After communist ban, ‘The Ear’ earns accolades at Venice International Film Festival

Made in 1970, the psychological drama was banned by communist authorities due to its subject matter. A collaboration between director Karel Kachyna and screenwriter Jan Procházka, the movie’s plot revolves around a deputy minister and his wife, who find an “ear,” meaning a listening device, in their home, a sign that they were being monitored. Set in the 1950s, the story references the political trials that purged the communist party elite during that decade. 

The film was made thanks to the liberalization in the 1960s that ended with the Prague Spring. Kachyňa said that he and Procházka were aware “we didn’t have much time,” according to Total Film.

Procházka incorporated his “knowledge of the environment and figures in the Communist Party apparatus” into the plot, whose power comes from the blurring of reality into an ominous atmosphere.

The movie was finally presented to the public in 1990. Additionally, its digitally restored version of the film received a world premiere last year at the prestigious Venice International Film Festival, in the Venice Classics section, after which it was shown in cinemas throughout the Czech Republic. 

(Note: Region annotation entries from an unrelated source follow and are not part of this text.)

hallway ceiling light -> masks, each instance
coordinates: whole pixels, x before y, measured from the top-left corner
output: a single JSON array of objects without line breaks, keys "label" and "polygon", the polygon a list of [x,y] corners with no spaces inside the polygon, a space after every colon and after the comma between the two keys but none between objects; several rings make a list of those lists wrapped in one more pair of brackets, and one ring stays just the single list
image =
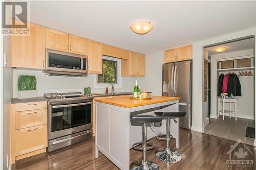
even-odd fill
[{"label": "hallway ceiling light", "polygon": [[228,48],[228,47],[227,46],[220,46],[214,48],[214,51],[216,53],[222,53],[223,52],[224,52],[224,51],[225,51]]},{"label": "hallway ceiling light", "polygon": [[138,34],[145,34],[152,30],[153,25],[148,21],[139,21],[134,23],[131,30]]}]

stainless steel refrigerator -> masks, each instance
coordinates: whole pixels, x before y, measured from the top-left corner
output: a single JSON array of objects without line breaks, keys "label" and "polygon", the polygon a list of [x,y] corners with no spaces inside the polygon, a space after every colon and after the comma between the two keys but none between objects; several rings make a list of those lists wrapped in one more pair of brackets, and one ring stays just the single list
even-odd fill
[{"label": "stainless steel refrigerator", "polygon": [[162,95],[178,96],[180,111],[186,112],[180,118],[180,126],[191,129],[192,124],[192,61],[180,61],[163,65]]}]

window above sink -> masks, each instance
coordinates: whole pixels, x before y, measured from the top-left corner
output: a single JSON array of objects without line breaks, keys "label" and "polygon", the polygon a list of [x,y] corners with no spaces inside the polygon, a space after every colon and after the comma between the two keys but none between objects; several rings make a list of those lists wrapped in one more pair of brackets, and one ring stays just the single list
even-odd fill
[{"label": "window above sink", "polygon": [[122,87],[121,60],[103,56],[102,74],[95,76],[94,88],[106,88],[111,84],[114,88]]}]

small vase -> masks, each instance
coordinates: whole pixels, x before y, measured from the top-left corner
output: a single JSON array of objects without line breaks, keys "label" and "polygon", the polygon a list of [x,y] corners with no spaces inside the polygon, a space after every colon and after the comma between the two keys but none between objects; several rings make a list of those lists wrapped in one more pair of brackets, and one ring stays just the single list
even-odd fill
[{"label": "small vase", "polygon": [[36,90],[18,90],[18,99],[36,98]]}]

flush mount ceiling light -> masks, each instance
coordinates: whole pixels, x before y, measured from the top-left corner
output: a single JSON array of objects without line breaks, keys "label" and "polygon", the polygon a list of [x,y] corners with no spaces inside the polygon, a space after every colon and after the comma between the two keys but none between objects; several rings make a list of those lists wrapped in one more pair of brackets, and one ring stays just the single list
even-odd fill
[{"label": "flush mount ceiling light", "polygon": [[131,30],[138,34],[145,34],[152,30],[153,25],[148,21],[139,21],[134,23],[131,26]]},{"label": "flush mount ceiling light", "polygon": [[222,53],[223,52],[224,52],[224,51],[225,51],[228,48],[228,47],[227,46],[220,46],[214,48],[214,51],[216,53]]}]

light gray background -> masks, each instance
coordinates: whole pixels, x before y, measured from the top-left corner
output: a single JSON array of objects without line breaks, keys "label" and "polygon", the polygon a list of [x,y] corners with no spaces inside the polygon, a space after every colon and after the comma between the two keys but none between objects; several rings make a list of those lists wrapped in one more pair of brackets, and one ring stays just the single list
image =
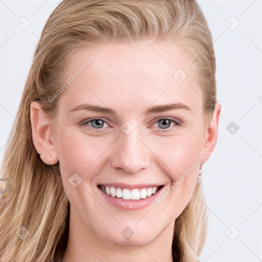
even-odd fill
[{"label": "light gray background", "polygon": [[[60,2],[0,0],[1,162],[35,46]],[[218,142],[203,166],[209,223],[201,261],[262,261],[262,1],[198,2],[213,36],[222,104]],[[25,26],[23,16],[30,25],[22,30],[16,23]],[[227,129],[231,121],[238,130]]]}]

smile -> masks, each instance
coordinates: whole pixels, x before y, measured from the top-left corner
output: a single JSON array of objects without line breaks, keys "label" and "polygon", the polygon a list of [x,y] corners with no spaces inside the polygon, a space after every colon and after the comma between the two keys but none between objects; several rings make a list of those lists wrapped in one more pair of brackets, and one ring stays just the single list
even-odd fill
[{"label": "smile", "polygon": [[124,200],[139,200],[146,199],[154,194],[159,189],[160,186],[154,187],[144,187],[143,188],[134,188],[128,189],[120,188],[114,186],[99,186],[103,192],[107,195],[111,195]]}]

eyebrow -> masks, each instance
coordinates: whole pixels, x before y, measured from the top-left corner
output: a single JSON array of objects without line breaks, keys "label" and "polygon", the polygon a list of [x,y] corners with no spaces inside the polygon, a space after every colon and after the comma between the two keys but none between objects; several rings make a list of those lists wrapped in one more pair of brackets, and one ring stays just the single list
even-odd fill
[{"label": "eyebrow", "polygon": [[[187,105],[182,104],[181,103],[173,103],[171,104],[162,104],[159,105],[156,105],[151,106],[146,110],[143,113],[143,115],[149,115],[156,113],[160,113],[168,110],[172,110],[173,109],[182,109],[192,112],[192,110]],[[100,106],[94,104],[89,103],[81,104],[78,105],[74,108],[70,110],[69,113],[77,111],[78,110],[90,110],[96,112],[103,113],[108,114],[113,116],[117,116],[117,113],[114,109],[110,108],[107,107]]]}]

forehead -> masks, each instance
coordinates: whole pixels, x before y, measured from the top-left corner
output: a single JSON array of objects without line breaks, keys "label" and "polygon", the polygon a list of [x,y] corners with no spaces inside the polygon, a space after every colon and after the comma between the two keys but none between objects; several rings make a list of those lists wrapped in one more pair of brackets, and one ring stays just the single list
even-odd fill
[{"label": "forehead", "polygon": [[82,48],[68,62],[66,79],[78,75],[63,98],[69,107],[87,102],[117,103],[123,110],[128,104],[202,103],[190,57],[173,41]]}]

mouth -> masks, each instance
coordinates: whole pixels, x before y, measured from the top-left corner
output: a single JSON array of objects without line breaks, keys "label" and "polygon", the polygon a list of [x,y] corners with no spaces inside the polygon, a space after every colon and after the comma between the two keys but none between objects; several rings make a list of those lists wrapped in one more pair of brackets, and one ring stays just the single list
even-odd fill
[{"label": "mouth", "polygon": [[125,188],[113,185],[99,185],[98,187],[105,194],[114,198],[125,200],[140,200],[150,198],[160,190],[163,186],[163,185],[148,186],[134,188]]}]

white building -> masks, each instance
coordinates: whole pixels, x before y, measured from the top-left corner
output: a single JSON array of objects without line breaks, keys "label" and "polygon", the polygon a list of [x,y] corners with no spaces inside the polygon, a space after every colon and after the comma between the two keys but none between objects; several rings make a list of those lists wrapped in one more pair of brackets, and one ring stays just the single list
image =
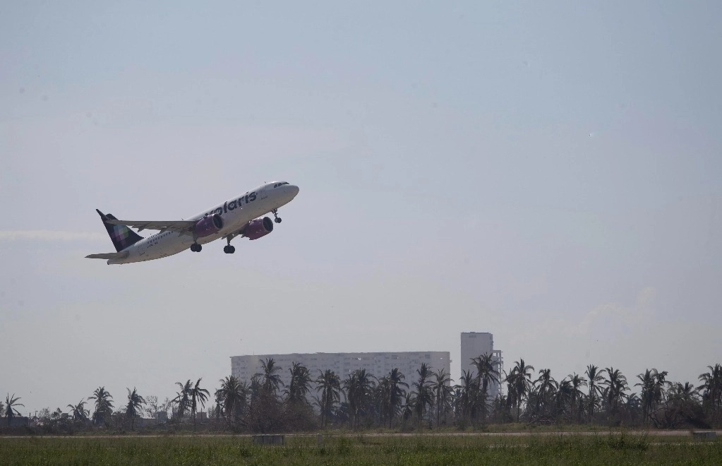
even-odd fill
[{"label": "white building", "polygon": [[[494,335],[488,332],[461,332],[461,372],[469,371],[476,374],[476,368],[471,363],[471,360],[484,354],[490,354],[497,363],[497,370],[500,373],[503,368],[503,360],[501,351],[494,350]],[[500,376],[500,379],[503,374]],[[496,398],[501,389],[500,384],[494,384],[489,387],[490,400]]]},{"label": "white building", "polygon": [[[300,363],[308,368],[311,378],[316,380],[321,372],[331,369],[343,381],[356,369],[366,371],[377,379],[383,377],[391,369],[398,368],[406,376],[404,381],[411,385],[417,377],[417,371],[422,363],[435,372],[444,369],[446,374],[451,370],[448,351],[401,351],[397,353],[311,353],[292,354],[264,354],[254,355],[231,356],[231,375],[241,381],[250,383],[256,374],[263,372],[261,361],[272,358],[278,367],[279,375],[285,386],[291,380],[289,370],[293,363]],[[315,395],[312,389],[311,395]]]}]

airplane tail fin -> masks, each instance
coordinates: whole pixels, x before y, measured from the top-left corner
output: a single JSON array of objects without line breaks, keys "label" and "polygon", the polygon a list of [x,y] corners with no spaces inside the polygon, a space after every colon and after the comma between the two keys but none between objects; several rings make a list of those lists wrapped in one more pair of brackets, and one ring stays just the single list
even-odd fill
[{"label": "airplane tail fin", "polygon": [[133,231],[124,225],[110,225],[107,223],[106,220],[117,220],[118,219],[113,216],[111,214],[108,214],[107,215],[97,209],[95,212],[100,215],[100,218],[103,219],[103,224],[105,225],[105,230],[108,230],[108,234],[110,237],[110,240],[113,241],[113,245],[116,246],[116,251],[120,252],[123,251],[128,246],[135,244],[138,241],[143,239],[143,237]]}]

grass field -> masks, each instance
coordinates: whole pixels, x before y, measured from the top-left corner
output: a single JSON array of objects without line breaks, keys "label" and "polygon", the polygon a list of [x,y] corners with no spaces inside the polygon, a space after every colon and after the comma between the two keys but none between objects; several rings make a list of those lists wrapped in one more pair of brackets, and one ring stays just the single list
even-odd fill
[{"label": "grass field", "polygon": [[10,465],[722,465],[722,441],[689,436],[247,436],[2,438]]}]

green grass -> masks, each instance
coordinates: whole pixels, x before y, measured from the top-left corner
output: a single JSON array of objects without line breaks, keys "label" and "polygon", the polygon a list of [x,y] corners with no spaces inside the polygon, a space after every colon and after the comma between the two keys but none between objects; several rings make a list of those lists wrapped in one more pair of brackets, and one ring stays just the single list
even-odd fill
[{"label": "green grass", "polygon": [[625,434],[481,437],[287,436],[279,446],[247,436],[0,437],[12,465],[722,465],[722,442]]}]

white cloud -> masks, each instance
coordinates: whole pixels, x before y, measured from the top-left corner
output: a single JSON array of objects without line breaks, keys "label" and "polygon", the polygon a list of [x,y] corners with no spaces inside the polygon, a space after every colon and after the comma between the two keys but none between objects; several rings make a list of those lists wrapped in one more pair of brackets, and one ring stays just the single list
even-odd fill
[{"label": "white cloud", "polygon": [[108,236],[87,231],[57,230],[0,230],[0,241],[32,240],[40,241],[107,241]]}]

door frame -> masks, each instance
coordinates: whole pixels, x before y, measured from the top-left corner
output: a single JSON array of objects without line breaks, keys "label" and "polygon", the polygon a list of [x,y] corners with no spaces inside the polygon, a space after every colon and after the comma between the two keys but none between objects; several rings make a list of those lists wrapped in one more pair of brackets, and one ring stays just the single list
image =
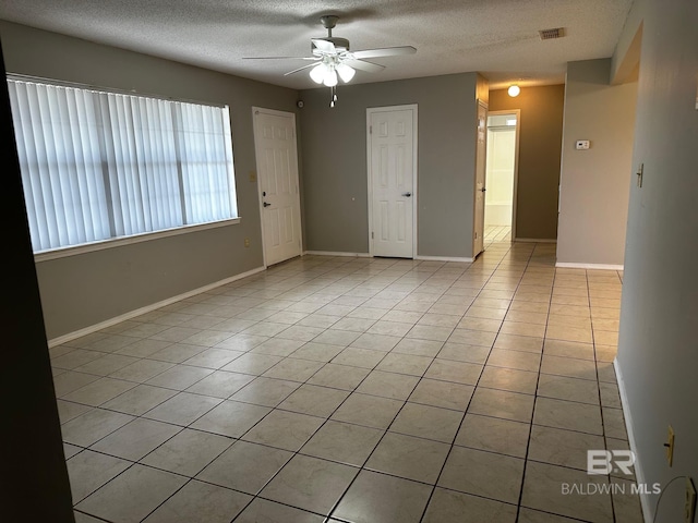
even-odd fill
[{"label": "door frame", "polygon": [[[515,130],[515,144],[514,144],[514,194],[512,195],[512,243],[516,241],[516,200],[519,187],[519,136],[521,134],[521,110],[520,109],[508,109],[501,111],[489,111],[488,118],[494,115],[502,114],[516,114],[516,130]],[[489,145],[489,142],[488,142]],[[485,186],[486,186],[486,175],[488,170],[485,168]],[[486,214],[486,204],[485,204],[485,214]]]},{"label": "door frame", "polygon": [[265,113],[265,114],[270,114],[274,117],[282,117],[282,118],[291,117],[291,123],[293,124],[293,160],[296,162],[296,175],[297,175],[296,200],[298,204],[298,212],[299,212],[298,234],[299,234],[299,242],[300,242],[300,246],[299,246],[300,256],[303,255],[303,212],[301,209],[301,181],[300,181],[300,169],[298,166],[298,133],[296,131],[296,113],[252,106],[252,135],[254,137],[254,167],[255,167],[254,175],[257,182],[257,206],[260,209],[260,233],[261,233],[260,238],[262,239],[262,264],[266,269],[268,265],[266,263],[267,256],[266,256],[266,241],[265,241],[265,234],[264,234],[264,207],[262,205],[264,203],[264,198],[262,197],[262,182],[260,180],[260,169],[258,169],[261,151],[260,151],[260,142],[257,141],[258,124],[257,124],[257,119],[255,118],[258,113]]},{"label": "door frame", "polygon": [[485,110],[485,117],[484,117],[484,158],[482,159],[483,163],[484,163],[484,174],[483,174],[483,180],[482,180],[482,186],[485,188],[488,188],[488,119],[490,118],[490,105],[478,98],[476,100],[476,143],[474,143],[474,147],[476,147],[476,154],[474,154],[474,158],[473,158],[473,177],[472,177],[472,243],[471,243],[471,248],[472,248],[472,259],[474,262],[474,259],[480,256],[481,253],[484,253],[484,210],[485,210],[485,195],[482,195],[482,251],[480,251],[479,253],[476,254],[476,223],[477,223],[477,214],[478,214],[478,129],[480,126],[480,120],[479,120],[479,115],[478,113],[480,112],[480,107],[483,107]]},{"label": "door frame", "polygon": [[417,118],[419,112],[418,104],[408,104],[402,106],[384,106],[384,107],[368,107],[366,108],[366,179],[369,182],[369,256],[373,257],[373,239],[371,232],[373,231],[373,172],[371,170],[372,157],[371,157],[371,115],[377,112],[394,112],[394,111],[412,111],[412,259],[417,258],[417,198],[418,198],[418,145],[419,136],[417,131],[419,129],[417,124]]}]

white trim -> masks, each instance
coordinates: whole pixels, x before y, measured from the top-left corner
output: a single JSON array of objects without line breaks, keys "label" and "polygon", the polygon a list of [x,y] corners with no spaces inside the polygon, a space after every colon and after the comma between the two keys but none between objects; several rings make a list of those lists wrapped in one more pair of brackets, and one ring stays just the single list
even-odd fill
[{"label": "white trim", "polygon": [[92,253],[94,251],[104,251],[105,248],[120,247],[122,245],[131,245],[133,243],[149,242],[160,238],[177,236],[189,232],[205,231],[206,229],[216,229],[217,227],[234,226],[240,223],[242,218],[231,218],[229,220],[212,221],[208,223],[195,223],[192,226],[182,226],[173,229],[165,229],[163,231],[143,232],[132,236],[115,238],[103,240],[100,242],[83,243],[74,247],[62,247],[52,251],[44,251],[34,255],[34,262],[47,262],[49,259],[64,258],[67,256],[75,256],[77,254]]},{"label": "white trim", "polygon": [[393,111],[412,111],[412,259],[417,259],[417,190],[418,190],[418,157],[417,151],[419,149],[419,126],[417,124],[419,105],[408,104],[404,106],[385,106],[385,107],[368,107],[366,108],[366,180],[369,183],[369,256],[373,256],[373,239],[371,232],[373,231],[373,178],[371,171],[371,114],[376,112],[393,112]]},{"label": "white trim", "polygon": [[514,241],[521,243],[557,243],[554,238],[515,238]]},{"label": "white trim", "polygon": [[305,251],[303,255],[310,254],[312,256],[350,256],[354,258],[370,258],[369,253],[335,253],[334,251]]},{"label": "white trim", "polygon": [[478,223],[478,130],[480,129],[480,108],[484,109],[484,158],[482,159],[483,170],[482,173],[482,187],[486,191],[488,188],[488,118],[490,115],[490,104],[480,98],[476,98],[476,150],[472,162],[472,231],[470,239],[472,240],[471,248],[473,259],[478,257],[480,253],[484,252],[484,209],[485,209],[485,198],[484,193],[482,194],[482,248],[476,253],[476,227]]},{"label": "white trim", "polygon": [[115,318],[105,319],[104,321],[99,321],[98,324],[91,325],[89,327],[85,327],[84,329],[75,330],[73,332],[69,332],[67,335],[59,336],[58,338],[48,340],[48,346],[52,348],[56,345],[60,345],[61,343],[65,343],[67,341],[72,341],[83,336],[92,335],[93,332],[96,332],[98,330],[106,329],[107,327],[111,327],[112,325],[120,324],[121,321],[125,321],[127,319],[135,318],[136,316],[141,316],[142,314],[146,314],[157,308],[164,307],[166,305],[177,303],[181,300],[195,296],[196,294],[201,294],[202,292],[210,291],[212,289],[216,289],[217,287],[225,285],[237,280],[241,280],[242,278],[256,275],[257,272],[262,272],[263,270],[265,270],[264,267],[257,267],[256,269],[248,270],[246,272],[231,276],[230,278],[226,278],[225,280],[219,280],[214,283],[208,283],[207,285],[200,287],[198,289],[194,289],[192,291],[178,294],[177,296],[168,297],[160,302],[146,305],[145,307],[136,308],[135,311],[131,311],[130,313],[121,314]]},{"label": "white trim", "polygon": [[[519,192],[519,137],[521,134],[521,110],[520,109],[509,109],[508,111],[490,111],[488,110],[488,129],[490,125],[490,117],[496,117],[502,114],[516,114],[516,126],[515,130],[515,145],[514,145],[514,194],[512,196],[512,238],[516,238],[516,202],[518,200],[518,192]],[[486,144],[490,147],[490,141]],[[486,148],[485,148],[486,150]],[[488,186],[488,166],[485,165],[485,187]],[[486,214],[486,198],[485,198],[485,214]]]},{"label": "white trim", "polygon": [[568,264],[557,262],[555,267],[561,269],[589,269],[589,270],[623,270],[622,265],[606,265],[606,264]]},{"label": "white trim", "polygon": [[[269,114],[273,117],[280,117],[280,118],[290,118],[291,119],[291,124],[293,126],[293,160],[296,161],[296,204],[298,205],[298,239],[299,239],[299,243],[300,245],[298,246],[298,255],[293,255],[290,258],[287,259],[291,259],[296,256],[302,256],[303,255],[303,226],[301,223],[302,220],[302,212],[301,212],[301,180],[300,180],[300,167],[298,165],[298,137],[297,137],[297,132],[296,132],[296,113],[293,112],[286,112],[286,111],[277,111],[276,109],[265,109],[263,107],[256,107],[256,106],[252,106],[252,134],[254,136],[254,161],[255,161],[255,173],[256,173],[256,180],[257,180],[257,198],[258,198],[258,207],[260,207],[260,234],[262,238],[262,262],[264,264],[264,267],[268,267],[269,265],[267,264],[267,256],[266,256],[266,242],[264,240],[264,197],[262,196],[262,181],[260,180],[260,158],[261,158],[261,151],[260,151],[260,141],[257,139],[257,119],[255,118],[257,114],[263,113],[263,114]],[[286,259],[281,259],[279,262],[275,262],[275,264],[280,264],[282,262],[286,262]]]},{"label": "white trim", "polygon": [[[625,417],[625,429],[628,433],[628,443],[630,446],[630,450],[635,452],[635,476],[638,485],[647,485],[647,476],[645,476],[645,471],[642,470],[642,464],[639,460],[639,454],[637,453],[637,445],[635,439],[635,431],[633,429],[633,415],[630,414],[630,410],[627,408],[628,405],[628,397],[625,391],[625,381],[623,380],[623,374],[621,373],[621,366],[618,365],[618,358],[613,358],[613,369],[615,370],[615,377],[618,382],[618,391],[621,392],[621,408],[623,410],[623,416]],[[652,521],[651,518],[651,506],[649,499],[649,492],[640,491],[640,504],[642,506],[642,518],[646,523],[650,523]]]},{"label": "white trim", "polygon": [[414,259],[422,259],[424,262],[459,262],[465,264],[472,264],[474,262],[473,258],[461,258],[456,256],[422,256],[418,255]]}]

‘Black Peter’ shows the sorrows and joys of 1960s youth

Forman’s 1964 debut is, at the same time, one of the best-known features of the Czechoslovak New Wave. Its protagonist, 16-year-old Peter, is spending his summer working as a salesman, although, in true teenager fashion, his mind is elsewhere – both on the fashionably-dressed young women who surround him, and also on his father’s reproaches.

Due to the film’s limited budget, Forman cast non-actors in some of the leading roles, which contributed to the air of authenticity that pervades dialogues and interactions. In the words of film critic Ivan Sviták, who praised the film’s “looseness and lightness,” stories that are part of the plot “are interwoven with documentary-style views that complete the atmosphere of 'fun' and the typology of characters."

To achieve that result, Forman said he never showed actors the script, but instead explained his vision of each scene. “I had to make sure they knew what it was about and how their characters felt about it,” Forman added.

The Made in Czechoslovakia Film series debuts at Kino Lucerna with "The Ear" on Feb. 16 and “Černý Petr” on Feb. 28. The series will continue next month, watch the cinema's web page for updates.